CrossmodalGroup / HREM

Learning Semantic Relationship among Instances for Image-Text Matching, CVPR, 2023
Apache License 2.0
89 stars 8 forks source link

Question about the loss function using in your code #10

Open TitleZ99 opened 1 month ago

TitleZ99 commented 1 month ago

First of all, I would like to express my respect and gratitude to you for accomplishing such an inspiring work. In the paper, you used a basic triplet loss in the design of the loss function, but used a loss function that includes distanceweightedminer of metric learning in the code. I don't know much about this loss function, is this a loss function you designed or from other work? I would very much like to learn more about this loss function. But I didn't find much information about it. Can you teach me why this loss function is used and provide relevant papers to help me learn? Thanks and salutations again, looking forward to your reply. 1729003600816

darkpromise98 commented 1 month ago

The distanceweightedminer comes from the previous metric learning work [1]. It will sample the negative samples based on the similarity/distance of negative pairs. The greater the similarity, the higher the probability of being selected.
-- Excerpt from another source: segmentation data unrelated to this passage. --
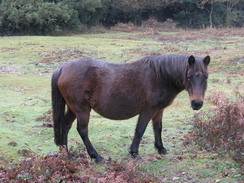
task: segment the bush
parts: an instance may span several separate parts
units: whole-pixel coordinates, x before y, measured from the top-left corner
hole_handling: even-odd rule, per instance
[[[228,153],[243,164],[244,98],[232,102],[225,94],[218,93],[210,101],[216,108],[195,115],[193,132],[186,136],[186,143],[194,141],[204,149]]]
[[[3,167],[0,164],[0,182],[158,182],[160,179],[140,172],[139,164],[121,164],[117,161],[104,163],[101,173],[94,163],[83,154],[67,158],[65,149],[46,156],[31,156],[19,164]]]

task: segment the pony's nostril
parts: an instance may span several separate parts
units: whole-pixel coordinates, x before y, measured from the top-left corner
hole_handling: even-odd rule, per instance
[[[193,100],[191,102],[191,106],[193,110],[201,109],[202,105],[203,105],[203,101]]]

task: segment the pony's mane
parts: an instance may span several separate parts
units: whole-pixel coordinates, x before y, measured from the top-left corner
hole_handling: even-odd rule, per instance
[[[158,55],[147,56],[141,59],[144,64],[149,64],[155,70],[158,79],[171,80],[177,85],[185,85],[189,68],[188,55]],[[202,58],[195,57],[194,69],[204,71]]]

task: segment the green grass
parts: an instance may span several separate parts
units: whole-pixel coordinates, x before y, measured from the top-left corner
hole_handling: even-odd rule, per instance
[[[189,39],[191,34],[194,39]],[[93,57],[122,63],[155,53],[210,55],[212,60],[206,98],[214,92],[234,96],[233,89],[237,86],[243,91],[243,63],[230,62],[244,57],[243,36],[231,31],[221,39],[206,35],[201,30],[159,32],[155,35],[147,32],[108,32],[64,37],[0,38],[0,161],[17,162],[23,158],[18,153],[21,149],[40,155],[58,151],[53,142],[53,130],[43,128],[42,122],[36,119],[51,108],[52,71],[68,60]],[[209,107],[211,104],[206,100],[202,110]],[[241,179],[239,169],[228,156],[201,152],[197,146],[183,147],[183,136],[191,129],[195,113],[190,108],[186,92],[182,92],[165,110],[162,138],[169,154],[159,159],[153,146],[152,125],[149,124],[140,145],[143,159],[140,169],[145,175],[153,173],[165,177],[165,182],[238,182]],[[128,149],[136,121],[137,117],[125,121],[108,120],[92,112],[90,139],[106,159],[129,163],[132,160]],[[75,125],[76,122],[69,133],[69,146],[85,152]],[[10,142],[16,142],[17,146],[9,145]],[[101,171],[104,168],[103,165],[94,166]],[[223,176],[226,171],[227,177]]]

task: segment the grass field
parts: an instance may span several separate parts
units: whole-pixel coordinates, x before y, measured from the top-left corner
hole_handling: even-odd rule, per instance
[[[57,152],[49,116],[50,78],[60,64],[80,57],[113,63],[131,62],[146,55],[210,55],[206,98],[223,92],[235,98],[244,92],[244,29],[176,30],[174,32],[107,32],[62,37],[0,38],[0,166],[32,154]],[[211,107],[206,100],[202,111]],[[169,154],[159,157],[153,146],[151,124],[142,139],[140,170],[163,177],[162,182],[240,182],[240,166],[231,158],[198,146],[183,146],[192,128],[189,97],[182,92],[164,112],[163,142]],[[44,117],[43,117],[44,116]],[[137,118],[112,121],[92,113],[89,135],[106,159],[130,163],[128,153]],[[75,124],[69,133],[73,149],[85,147]],[[24,153],[28,152],[28,153]],[[104,171],[106,165],[95,165]],[[1,181],[0,181],[1,182]]]

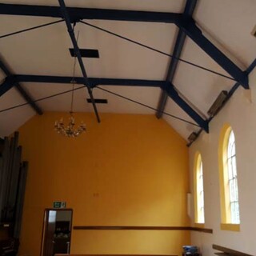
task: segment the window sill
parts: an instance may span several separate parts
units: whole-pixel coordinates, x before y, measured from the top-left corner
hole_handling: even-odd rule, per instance
[[[203,229],[205,227],[205,223],[194,223],[194,226]]]
[[[222,230],[240,231],[240,224],[221,223]]]

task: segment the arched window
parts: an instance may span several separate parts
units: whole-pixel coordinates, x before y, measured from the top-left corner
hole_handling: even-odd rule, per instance
[[[194,202],[195,222],[203,224],[205,222],[203,170],[199,153],[196,154],[194,165]]]
[[[239,203],[238,203],[238,187],[237,164],[235,157],[235,140],[234,132],[231,130],[228,138],[227,146],[227,173],[228,173],[228,187],[230,191],[230,223],[239,224]]]
[[[234,134],[230,126],[224,126],[219,143],[221,226],[223,230],[238,231],[240,214],[236,145]]]

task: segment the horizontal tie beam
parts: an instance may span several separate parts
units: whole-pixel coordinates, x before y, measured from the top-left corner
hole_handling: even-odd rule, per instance
[[[16,82],[46,82],[46,83],[72,83],[73,77],[49,76],[49,75],[30,75],[17,74],[12,76]],[[84,78],[75,77],[76,84],[84,84]],[[91,87],[96,86],[146,86],[146,87],[164,87],[166,81],[162,80],[143,80],[143,79],[118,79],[88,78]]]
[[[66,7],[71,22],[101,19],[145,22],[175,23],[182,14],[110,9]],[[58,6],[0,4],[0,14],[63,18]]]

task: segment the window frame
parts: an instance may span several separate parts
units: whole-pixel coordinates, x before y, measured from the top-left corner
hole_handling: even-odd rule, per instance
[[[231,221],[230,195],[229,187],[228,150],[230,136],[234,130],[229,124],[224,125],[220,134],[218,158],[219,158],[219,182],[221,199],[221,229],[223,230],[239,231],[240,223]],[[234,146],[236,146],[234,138]],[[236,160],[236,158],[235,158]],[[237,177],[237,176],[236,176]],[[238,184],[237,182],[237,190]],[[239,205],[239,202],[238,202]],[[239,210],[238,210],[239,212]]]
[[[204,198],[203,164],[201,154],[197,152],[194,165],[194,223],[196,226],[202,227],[204,226],[206,221]],[[200,198],[202,198],[202,201],[199,202]]]

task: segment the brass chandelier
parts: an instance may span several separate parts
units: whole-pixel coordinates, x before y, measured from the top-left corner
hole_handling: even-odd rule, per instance
[[[74,56],[74,70],[73,70],[73,79],[72,79],[72,94],[71,94],[71,106],[69,118],[69,122],[65,126],[63,118],[59,121],[55,121],[54,130],[58,134],[64,135],[69,138],[74,138],[80,135],[82,133],[86,130],[86,125],[82,122],[79,126],[75,125],[73,105],[74,105],[74,72],[75,72],[76,56]]]

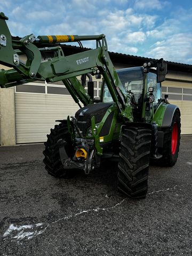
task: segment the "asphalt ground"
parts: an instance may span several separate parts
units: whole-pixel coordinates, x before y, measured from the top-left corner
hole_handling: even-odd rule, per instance
[[[172,168],[150,166],[148,193],[117,191],[117,167],[55,179],[43,145],[0,147],[0,255],[192,255],[192,136]]]

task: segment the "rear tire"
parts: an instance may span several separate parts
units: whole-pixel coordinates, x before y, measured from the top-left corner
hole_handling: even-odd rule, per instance
[[[164,166],[173,166],[178,157],[181,138],[180,114],[178,110],[174,114],[171,126],[162,131],[164,132],[163,148],[159,151],[163,157],[159,159],[159,163]]]
[[[122,133],[118,189],[135,198],[145,198],[148,189],[151,130],[129,127]]]
[[[45,149],[43,153],[45,156],[43,162],[45,170],[50,175],[57,178],[67,178],[69,170],[65,170],[61,161],[59,154],[59,140],[64,139],[67,142],[66,150],[69,157],[74,153],[74,149],[70,135],[68,132],[67,122],[56,125],[51,133],[47,134],[47,140],[44,143]]]

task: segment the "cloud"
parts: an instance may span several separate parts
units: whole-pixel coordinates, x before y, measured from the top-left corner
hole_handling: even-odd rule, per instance
[[[168,2],[159,1],[159,0],[136,0],[134,8],[145,10],[147,11],[151,10],[161,10],[167,4]]]
[[[133,32],[129,33],[126,38],[126,41],[127,43],[139,43],[144,42],[146,38],[145,33],[142,31]]]

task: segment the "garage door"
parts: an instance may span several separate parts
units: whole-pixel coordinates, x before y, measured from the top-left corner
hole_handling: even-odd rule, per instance
[[[63,85],[29,83],[16,86],[17,143],[44,142],[57,119],[74,115],[78,106]],[[95,82],[95,95],[100,84]]]
[[[169,101],[180,109],[181,134],[192,134],[192,84],[165,81],[162,85],[163,94],[168,94]]]

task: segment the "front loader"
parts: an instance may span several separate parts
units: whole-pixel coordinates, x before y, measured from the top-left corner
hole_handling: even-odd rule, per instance
[[[180,110],[162,96],[166,63],[161,59],[115,70],[103,34],[30,34],[15,40],[7,19],[1,13],[0,63],[12,68],[0,70],[1,87],[62,81],[79,107],[74,116],[57,120],[59,124],[47,135],[43,154],[48,173],[65,178],[72,169],[80,169],[88,174],[103,159],[117,161],[119,190],[145,198],[150,159],[173,166],[179,149]],[[83,51],[82,47],[81,53],[64,55],[61,43],[77,42],[82,46],[81,41],[85,40],[95,41],[95,48]],[[94,98],[94,76],[103,78],[98,98]]]

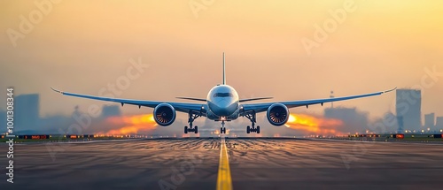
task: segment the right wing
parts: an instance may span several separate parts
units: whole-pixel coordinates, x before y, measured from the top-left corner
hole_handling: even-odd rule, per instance
[[[52,87],[51,87],[51,89],[58,92],[58,93],[60,93],[64,95],[70,95],[70,96],[74,96],[74,97],[82,97],[82,98],[88,98],[88,99],[93,99],[93,100],[101,100],[101,101],[120,103],[121,103],[121,106],[123,106],[123,104],[131,104],[131,105],[137,105],[139,108],[141,106],[155,108],[155,106],[157,106],[160,103],[166,103],[171,104],[178,111],[185,112],[185,113],[189,113],[190,111],[190,112],[194,112],[194,113],[200,113],[203,116],[206,116],[206,110],[207,110],[207,108],[206,108],[206,105],[202,104],[202,103],[172,103],[172,102],[160,102],[160,101],[145,101],[145,100],[132,100],[132,99],[120,99],[120,98],[111,98],[111,97],[100,97],[100,96],[64,92],[64,91],[54,89]]]
[[[397,89],[397,87],[394,87],[394,88],[390,89],[390,90],[377,92],[377,93],[351,95],[351,96],[345,96],[345,97],[325,98],[325,99],[317,99],[317,100],[302,100],[302,101],[284,101],[284,102],[276,102],[276,103],[282,103],[288,108],[295,108],[295,107],[299,107],[299,106],[307,106],[307,106],[312,105],[312,104],[322,104],[323,105],[325,103],[351,100],[351,99],[368,97],[368,96],[373,96],[373,95],[382,95],[385,93],[391,92],[391,91],[395,90],[395,89]],[[251,111],[255,111],[257,113],[266,111],[269,106],[271,106],[272,104],[274,104],[276,103],[260,103],[243,104],[242,105],[243,106],[243,115],[245,115]]]

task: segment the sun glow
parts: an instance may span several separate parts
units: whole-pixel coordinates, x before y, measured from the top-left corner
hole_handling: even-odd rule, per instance
[[[306,114],[290,114],[288,122],[284,125],[288,128],[301,130],[321,134],[338,134],[338,128],[343,122],[335,118],[324,118]]]
[[[123,126],[110,130],[105,133],[105,134],[135,134],[140,131],[145,132],[157,128],[152,114],[111,117],[106,119],[106,122]]]

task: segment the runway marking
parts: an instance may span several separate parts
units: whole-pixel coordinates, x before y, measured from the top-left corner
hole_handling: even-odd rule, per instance
[[[229,159],[224,138],[222,139],[220,148],[219,174],[217,178],[217,190],[231,190],[232,180],[230,179]]]

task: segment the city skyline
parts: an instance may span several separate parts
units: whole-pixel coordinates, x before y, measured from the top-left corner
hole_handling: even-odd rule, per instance
[[[399,98],[399,100],[397,100],[396,102],[397,102],[397,103],[399,103],[400,105],[400,106],[397,105],[398,109],[401,110],[401,108],[405,108],[404,103],[409,103],[409,104],[408,104],[408,110],[414,110],[414,107],[412,106],[413,104],[410,104],[410,103],[406,101],[407,99],[405,98],[406,97],[405,95],[404,95],[405,92],[409,93],[409,92],[419,92],[419,91],[413,90],[413,89],[397,89],[397,91],[396,91],[397,97]],[[23,120],[22,118],[24,117],[33,118],[35,118],[35,116],[38,116],[38,118],[27,119],[27,120],[25,120],[26,122],[25,121],[17,121],[16,125],[18,127],[16,128],[16,130],[25,131],[25,132],[26,131],[28,131],[28,132],[36,131],[36,132],[38,132],[39,130],[41,130],[41,131],[49,133],[51,131],[50,129],[52,129],[51,131],[53,131],[55,133],[57,133],[60,132],[60,129],[61,129],[61,131],[66,131],[68,126],[72,125],[73,124],[75,124],[76,121],[74,119],[73,119],[73,118],[75,118],[75,117],[74,117],[75,115],[77,115],[77,117],[78,117],[78,116],[82,115],[82,113],[88,112],[88,110],[86,110],[84,109],[81,109],[81,108],[79,108],[79,106],[74,106],[74,110],[71,110],[74,112],[72,112],[70,115],[64,115],[64,114],[48,115],[48,114],[39,113],[40,112],[40,110],[38,110],[39,107],[40,107],[40,105],[39,105],[40,104],[39,103],[40,98],[39,97],[40,97],[39,94],[17,95],[16,102],[18,102],[18,103],[16,103],[16,104],[18,106],[16,108],[16,110],[17,110],[16,112],[17,112],[17,114],[20,115],[19,117],[16,118],[17,120]],[[418,102],[421,101],[421,99],[415,99],[415,100],[418,101]],[[27,106],[23,107],[24,104],[26,104]],[[416,103],[416,105],[420,105],[420,104]],[[125,127],[124,125],[119,125],[122,124],[121,122],[123,120],[121,120],[121,119],[133,120],[133,119],[138,119],[138,118],[136,118],[137,117],[144,117],[143,115],[145,115],[145,116],[152,115],[152,112],[144,113],[144,114],[139,115],[139,116],[131,115],[131,114],[124,114],[124,109],[125,108],[123,108],[120,104],[116,104],[116,103],[104,104],[101,107],[100,110],[97,112],[97,116],[92,118],[92,119],[94,119],[95,121],[91,123],[92,127],[89,130],[88,130],[88,132],[100,133],[105,133],[106,132],[108,132],[111,133],[117,134],[116,133],[118,133],[119,131],[121,131],[121,127],[123,127],[123,128]],[[419,110],[421,108],[416,108],[416,110]],[[2,112],[2,116],[3,116],[3,113],[4,111],[0,110],[0,112]],[[439,130],[443,129],[443,128],[441,128],[441,129],[439,128],[439,125],[440,125],[440,123],[442,123],[442,121],[443,121],[443,119],[442,119],[443,116],[439,116],[438,114],[437,115],[435,113],[422,114],[424,116],[423,117],[423,120],[424,120],[423,124],[424,125],[421,125],[419,127],[411,127],[410,125],[407,125],[406,127],[403,126],[401,133],[403,133],[405,131],[420,132],[421,130],[438,132]],[[45,115],[45,117],[42,117],[43,115]],[[369,131],[368,126],[369,125],[373,125],[374,122],[377,122],[377,121],[369,121],[369,118],[368,118],[368,113],[365,111],[362,111],[361,110],[360,110],[356,107],[336,106],[336,107],[332,108],[332,107],[325,106],[323,115],[315,115],[315,114],[312,114],[312,113],[310,114],[307,112],[304,112],[304,113],[302,112],[301,115],[296,113],[294,116],[295,117],[302,117],[299,119],[303,119],[303,117],[304,118],[315,117],[313,118],[317,119],[317,121],[313,121],[313,122],[317,122],[317,124],[313,124],[313,125],[318,125],[318,127],[319,127],[318,129],[314,129],[314,128],[309,129],[309,128],[307,128],[304,126],[297,127],[296,125],[298,124],[291,121],[291,119],[290,119],[290,121],[288,122],[288,125],[291,126],[291,128],[295,129],[295,131],[297,132],[297,134],[308,134],[308,133],[333,134],[333,133],[331,133],[331,131],[328,131],[328,130],[334,130],[333,131],[334,133],[364,133],[365,131],[366,131],[366,133],[368,133],[368,132],[374,133],[374,132]],[[131,118],[131,117],[132,117],[132,118]],[[409,120],[410,120],[410,119],[414,119],[415,116],[409,115],[407,117],[408,117]],[[115,122],[111,122],[111,123],[108,122],[107,123],[109,125],[109,127],[108,127],[106,125],[105,125],[105,123],[103,123],[103,122],[106,121],[106,119],[109,118],[113,118],[111,121],[117,121],[118,124]],[[183,118],[183,117],[181,117],[181,118],[181,118],[182,121],[179,121],[177,124],[167,127],[168,129],[166,129],[163,127],[158,128],[155,130],[156,133],[161,133],[162,129],[164,130],[163,132],[166,133],[167,134],[171,134],[171,133],[175,134],[175,133],[181,132],[181,130],[182,130],[181,127],[177,127],[177,126],[181,126],[181,125],[183,125],[183,123],[185,123],[184,118]],[[420,118],[422,118],[422,117],[420,117]],[[324,119],[328,119],[328,118],[339,119],[340,123],[332,124],[334,125],[331,125],[330,121],[323,120],[323,118]],[[434,119],[431,125],[430,125],[430,121],[429,121],[431,118]],[[272,136],[273,135],[272,131],[276,131],[276,133],[274,133],[274,134],[276,133],[279,135],[284,135],[288,132],[291,132],[291,131],[282,131],[281,129],[280,130],[278,129],[279,127],[275,127],[275,126],[269,125],[268,123],[264,119],[264,118],[262,116],[259,117],[258,120],[261,125],[275,129],[275,130],[271,130],[269,133],[267,133],[268,134],[265,134],[265,135],[271,135]],[[413,121],[413,120],[411,120],[411,121]],[[243,123],[243,122],[245,122],[245,121],[240,121],[240,123]],[[301,122],[303,122],[303,121],[301,121]],[[140,123],[140,124],[142,124],[142,123]],[[202,125],[203,126],[202,129],[206,130],[206,131],[207,130],[215,131],[217,129],[217,127],[215,127],[215,128],[213,127],[214,125],[217,125],[216,122],[214,123],[214,122],[207,121],[206,119],[198,119],[198,125],[204,124],[205,125]],[[130,125],[130,123],[128,123],[127,125]],[[150,123],[144,123],[143,125],[144,125],[146,126],[156,125],[153,121],[150,122]],[[292,127],[292,126],[294,126],[294,125],[295,125],[295,128]],[[38,126],[38,127],[30,127],[31,125],[32,126]],[[229,125],[230,126],[229,128],[231,130],[241,131],[240,129],[237,129],[237,127],[234,126],[236,125]],[[288,125],[288,127],[289,127],[289,125]],[[41,127],[43,127],[43,128],[41,128]],[[332,127],[332,128],[330,128],[330,127]],[[397,124],[395,124],[393,125],[386,125],[386,129],[387,129],[386,132],[389,132],[389,133],[395,132],[397,127],[398,127]],[[140,125],[140,128],[143,129],[143,127],[141,127],[141,125]],[[284,127],[284,128],[285,127]],[[152,129],[155,129],[155,127],[154,128],[148,128],[148,129],[152,130]],[[427,130],[427,129],[429,129],[429,130]],[[118,131],[116,131],[116,130],[118,130]],[[134,128],[133,130],[138,130],[138,129]],[[209,132],[209,131],[207,131],[207,132]],[[146,133],[148,131],[142,130],[142,132]]]
[[[206,5],[198,17],[187,2],[116,1],[103,9],[104,3],[54,3],[43,12],[32,1],[3,2],[0,88],[41,94],[42,111],[50,115],[106,103],[60,97],[50,87],[120,98],[203,98],[221,83],[226,52],[227,82],[242,98],[304,100],[329,97],[330,90],[343,96],[398,87],[422,89],[424,113],[443,112],[443,18],[435,17],[443,2],[355,1],[338,19],[343,1],[225,1]],[[39,22],[29,19],[35,11]],[[337,28],[325,30],[331,20]],[[19,33],[24,37],[11,37]],[[307,49],[307,39],[315,46]],[[395,112],[392,94],[336,103],[370,119]],[[123,112],[151,110],[128,106]]]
You can understand this as a mining strategy of negative samples.

Compared with the original triplet loss (just select the hardest negative samples), the distanceweightedminer selects soft negative samples and bring robust training.

[1] sampling matters in deep embedding learning, ICCV, 2017

darkpromise98 commented 1 month ago

Besides, the code implementation comes from the official repo [2] (the image/single-modal retrieval task), and I did minor modification for cross-modal task.

[2] https://github.com/chaoyuaw/incubator-mxnet/blob/master/example/gluon/embedding_learning/model.py#L61

TitleZ99 commented 1 month ago

Thank you very much for the timely response, I will learn from the response you have given.